Musk has a history of combative testimony and often appears disdainful of lawyers who ask probing questions. In past trials, he has called opposing attorneys “reprehensible,” questioned their happiness and accused them of “extortion.”

Musk was more restrained in Wednesday’s proceedings, although he chafed at probing questions.

At one point, Musk told the plaintiff lawyer, “your question is a complex question that is commonly used to mislead people.”

Musk acknowledged that he was not a lawyer but added, “when you’re in enough lawsuits you pick up a few things.”

Musk tweeted this week that he was remaining at Twitter’s San Francisco headquarters around the clock until he fixed that company’s problems, and said on Wednesday he had come on an overnight flight from the social media company.

Tornetta has asked the court to rescind the 2018 package, which his attorney Greg Varallo said was $20 billion larger than the annual gross domestic product of the state of Delaware.

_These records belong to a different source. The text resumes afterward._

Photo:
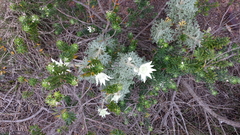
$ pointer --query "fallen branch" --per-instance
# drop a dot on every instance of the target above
(209, 110)
(26, 119)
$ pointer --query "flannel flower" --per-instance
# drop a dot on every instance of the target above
(103, 112)
(145, 70)
(60, 63)
(90, 29)
(101, 78)
(116, 97)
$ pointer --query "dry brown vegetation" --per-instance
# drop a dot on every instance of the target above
(191, 110)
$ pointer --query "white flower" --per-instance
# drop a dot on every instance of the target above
(91, 29)
(145, 70)
(116, 97)
(103, 112)
(60, 63)
(102, 77)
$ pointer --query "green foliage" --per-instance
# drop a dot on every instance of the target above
(113, 107)
(93, 67)
(68, 51)
(29, 25)
(183, 49)
(32, 81)
(204, 6)
(54, 99)
(27, 94)
(35, 130)
(68, 100)
(117, 132)
(21, 47)
(21, 79)
(143, 8)
(90, 133)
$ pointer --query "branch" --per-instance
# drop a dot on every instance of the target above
(26, 119)
(209, 110)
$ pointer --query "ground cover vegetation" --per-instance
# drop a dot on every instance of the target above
(97, 67)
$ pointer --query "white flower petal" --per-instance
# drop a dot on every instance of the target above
(116, 97)
(101, 78)
(145, 70)
(103, 112)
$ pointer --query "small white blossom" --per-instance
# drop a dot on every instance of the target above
(116, 97)
(60, 63)
(103, 112)
(145, 70)
(101, 78)
(91, 29)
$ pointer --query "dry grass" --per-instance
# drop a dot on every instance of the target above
(177, 112)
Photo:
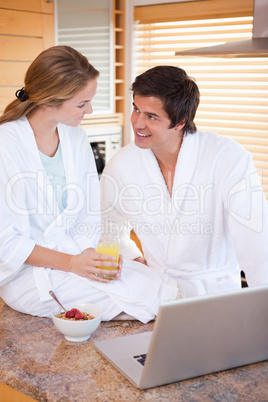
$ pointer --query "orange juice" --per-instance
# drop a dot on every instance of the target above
(111, 248)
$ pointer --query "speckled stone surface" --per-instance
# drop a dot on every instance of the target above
(36, 360)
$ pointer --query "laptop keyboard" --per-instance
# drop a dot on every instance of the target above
(140, 358)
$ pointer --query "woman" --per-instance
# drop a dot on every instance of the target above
(50, 221)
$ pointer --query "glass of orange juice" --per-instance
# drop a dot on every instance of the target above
(108, 244)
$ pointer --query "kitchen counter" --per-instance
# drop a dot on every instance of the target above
(37, 361)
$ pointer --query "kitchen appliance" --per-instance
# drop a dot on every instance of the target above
(255, 47)
(105, 142)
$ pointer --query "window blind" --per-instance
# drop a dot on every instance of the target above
(234, 92)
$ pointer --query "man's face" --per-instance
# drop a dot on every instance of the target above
(151, 124)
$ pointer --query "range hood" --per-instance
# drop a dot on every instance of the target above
(255, 47)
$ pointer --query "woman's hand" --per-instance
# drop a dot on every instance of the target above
(87, 263)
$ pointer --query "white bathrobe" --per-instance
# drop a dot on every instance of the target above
(213, 225)
(30, 216)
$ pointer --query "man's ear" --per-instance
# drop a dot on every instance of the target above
(180, 125)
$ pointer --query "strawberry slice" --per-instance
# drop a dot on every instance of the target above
(70, 314)
(78, 315)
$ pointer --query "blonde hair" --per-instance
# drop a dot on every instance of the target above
(53, 77)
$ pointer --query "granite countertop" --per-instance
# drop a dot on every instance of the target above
(37, 361)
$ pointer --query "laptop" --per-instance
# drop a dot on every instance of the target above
(193, 337)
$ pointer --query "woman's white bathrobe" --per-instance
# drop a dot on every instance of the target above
(29, 215)
(214, 224)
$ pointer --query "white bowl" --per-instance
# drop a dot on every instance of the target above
(77, 331)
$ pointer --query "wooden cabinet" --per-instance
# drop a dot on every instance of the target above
(26, 28)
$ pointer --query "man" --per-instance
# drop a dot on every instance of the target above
(193, 198)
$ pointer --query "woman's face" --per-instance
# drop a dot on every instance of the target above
(72, 111)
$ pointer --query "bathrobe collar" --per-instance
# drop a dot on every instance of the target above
(185, 167)
(43, 181)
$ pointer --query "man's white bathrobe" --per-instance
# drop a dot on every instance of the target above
(29, 215)
(213, 225)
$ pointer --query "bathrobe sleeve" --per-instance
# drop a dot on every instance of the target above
(87, 222)
(15, 242)
(246, 216)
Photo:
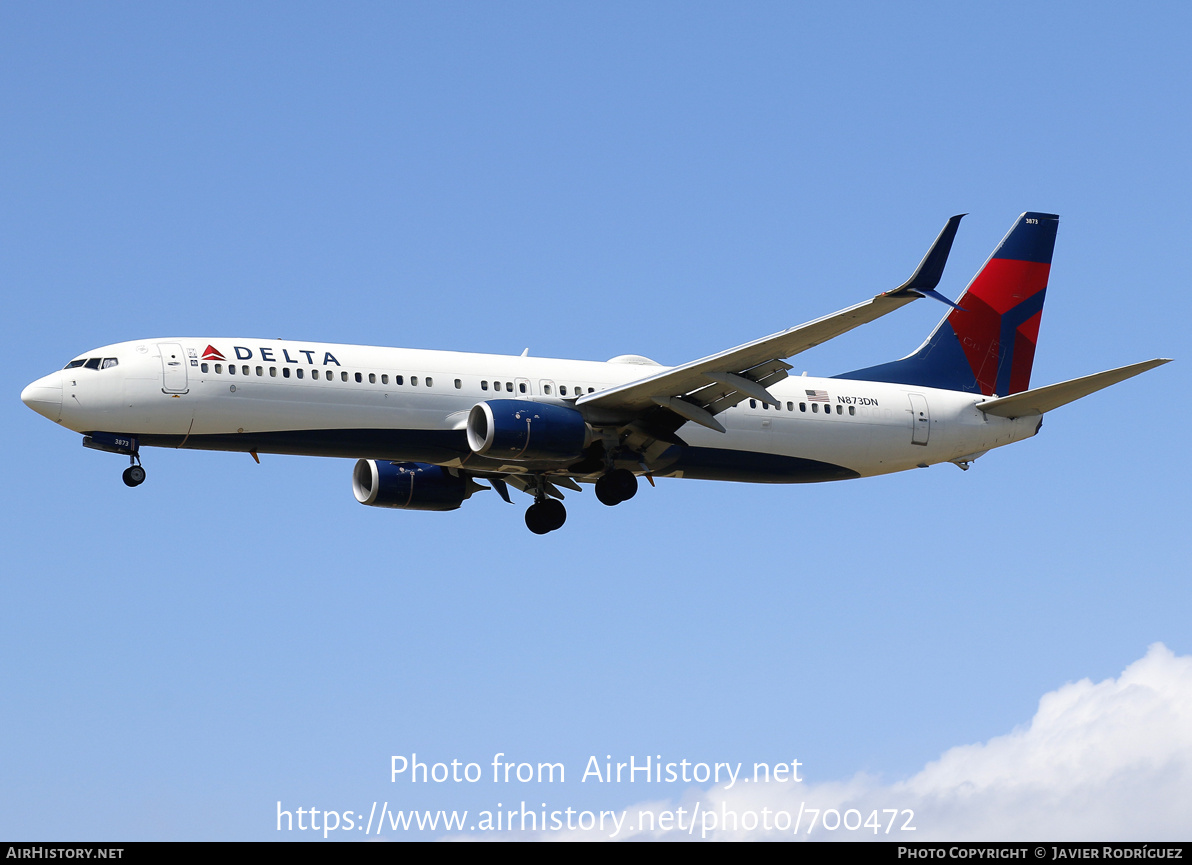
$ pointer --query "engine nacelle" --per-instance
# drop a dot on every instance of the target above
(521, 430)
(416, 486)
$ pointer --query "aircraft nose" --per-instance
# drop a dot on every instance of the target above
(44, 397)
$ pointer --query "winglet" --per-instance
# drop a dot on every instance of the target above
(926, 277)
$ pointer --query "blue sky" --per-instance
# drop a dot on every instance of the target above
(587, 180)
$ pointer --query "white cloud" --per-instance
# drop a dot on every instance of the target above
(1098, 761)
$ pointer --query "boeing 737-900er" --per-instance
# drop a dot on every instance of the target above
(428, 427)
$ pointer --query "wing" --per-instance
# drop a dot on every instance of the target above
(702, 389)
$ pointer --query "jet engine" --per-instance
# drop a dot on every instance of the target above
(521, 430)
(416, 486)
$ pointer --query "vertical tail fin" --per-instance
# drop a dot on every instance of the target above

The legal team for Musk and the Tesla directors have cast the pay package as a set of audacious goals that worked by driving 10-fold growth in Tesla’s stock value, to more than $600 billion from around $50 billion.

They have argued the plan was developed by independent board members, advised by outside professionals and with input from large shareholders.

Tornetta’s attorney tried to show Musk was involved from the start. An email from May 2017 appeared to show Musk was pushing for the pay plan months before the board negotiated it with him.

“I’m planning something really crazy, but also high risk,” he wrote.

Tornetta’s lawyer tried to show Musk drove the schedule for the plan and baked in targets that were about to be hit, according to non-public projections.

The disputed Tesla package allows Musk to buy 1% of Tesla’s stock at a deep discount each time escalating performance and financial targets are met. Otherwise, Musk gets nothing.

Tesla has hit 11 of the 12 targets, according to court papers.

Shareholders generally cannot challenge executive compensation because courts typically defer to the judgment of directors. The Musk case survived a motion to dismiss because it was determined he might be considered a controlling shareholder, which means stricter rules apply.

Former board member Gracias described Musk as essential to the company’s success, in testimony calling him “extraordinary” and a “product genius.”